Il primo approfondimento lo abbiamo fatto in compagnia di Elena, USB Milano, sul
commissariamento di Foodinho (gruppo Glovo) e gli altri provvedimenti comminati
a Deliveroo per caporalato.
Il lavoro del rider si inserisce a pieno titolo nella logistica dell’ultimo
chilometro e di fatto la magistratura smonta questa concezione del “lavoretto”
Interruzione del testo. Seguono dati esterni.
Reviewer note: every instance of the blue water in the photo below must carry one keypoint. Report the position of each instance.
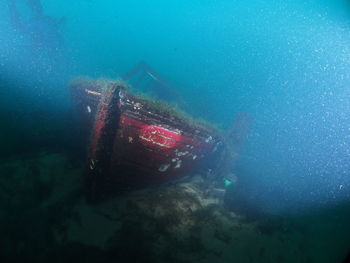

da svolgere in autonomia, facciata utile a queste realtà per abbattere i costi
aziendali in assenza di tutele piene e scaricando su* lavorat* i costi dei
mezzi, degli strumenti, etc.
La nostra ospite ha condiviso con noi i contenuti del momento pubblico di
confronto e rilancio del settore rider tenutosi il 2 marzo a Milano alle ore
16.00 presso il CFUP in Viale Monza 140: “Il convegno nasce per trasformare le
vertenze in proposta generale e piattaforma rivendicativa.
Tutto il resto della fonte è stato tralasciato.